President Obama, feeling pressure to act in a crisis now in its sixth week, yanked the exploratory drilling permits for 33 deepwater rigs in the gulf and suspended planned exploration in two areas off the coast of Alaska. He announced the moves at a news conference carried on cable TV channels that simultaneously showed the live video feed of effluent billowing from the cracked riser pipe at the bottom of the gulf.

Obama pushed back on suggestions that, as he put it, "BP is off running around doing whatever it wants and nobody is minding the store." He said that his administration is doing all it can, but that, when it comes to plugging the leak, "the federal government does not possess superior technology to BP."

The eventful day included the first prominent administrative casualty of the crisis. Elizabeth Birnbaum, head of Minerals Management Service, which issues permits for offshore drilling, resigned.

The political developments continue to be overshadowed by a technological struggle that has no precedent. Whether the top kill is going to work remains highly uncertain.

The maneuver is a brute-force, yet delicately calibrated, injection of heavy drilling mud into the blowout preventer atop the wellhead. As the mud is pumped from ships at the surface, the hydrocarbons should be forced back down the well toward their source in a porous reservoir called the Macondo field, about 2 1/2 miles below the floor of the gulf.

It has not been smooth sailing. After pumping mud for about nine hours on Wednesday, BP put the pumping on hold throughout the day Thursday while it pondered the initial results. The company resumed Thursday evening.

"Nothing has gone wrong or unanticipated," Doug Suttles, BP's chief operating officer, told reporters. He said engineers hope to improve on their initial performance by preceding a mud injection with a blast of rubber balls and other rough-textured materials -- a "junk shot" -- to clog the blowout preventer and force more mud down into the hole, rather than shooting it out of the leaks in the riser.
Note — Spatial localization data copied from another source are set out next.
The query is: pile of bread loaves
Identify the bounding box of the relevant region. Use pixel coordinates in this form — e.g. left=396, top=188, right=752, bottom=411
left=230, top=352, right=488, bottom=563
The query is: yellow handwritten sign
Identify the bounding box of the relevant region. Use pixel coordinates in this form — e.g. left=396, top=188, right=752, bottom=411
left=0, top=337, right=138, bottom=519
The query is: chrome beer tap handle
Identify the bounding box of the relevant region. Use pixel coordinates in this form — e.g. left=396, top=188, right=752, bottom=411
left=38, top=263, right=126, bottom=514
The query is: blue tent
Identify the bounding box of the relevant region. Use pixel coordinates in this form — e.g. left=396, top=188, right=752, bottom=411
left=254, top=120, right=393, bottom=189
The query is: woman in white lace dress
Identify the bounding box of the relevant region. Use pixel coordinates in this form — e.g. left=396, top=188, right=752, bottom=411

"We did believe we did pump some mud down the well bore. We obviously pumped a lot of mud out the riser," Suttles said.

BP Managing Director Bob Dudley likened the top kill to an "arm-wrestling match with two fairly equal-rated forces. Or taking two fire hoses and driving them together, trying to overcome the other."

The well won't be considered killed until the mud injection has been followed by cement to permanently plug it -- at which point the news would be carried by "the roar coming out of this building," the deadpan Suttles said.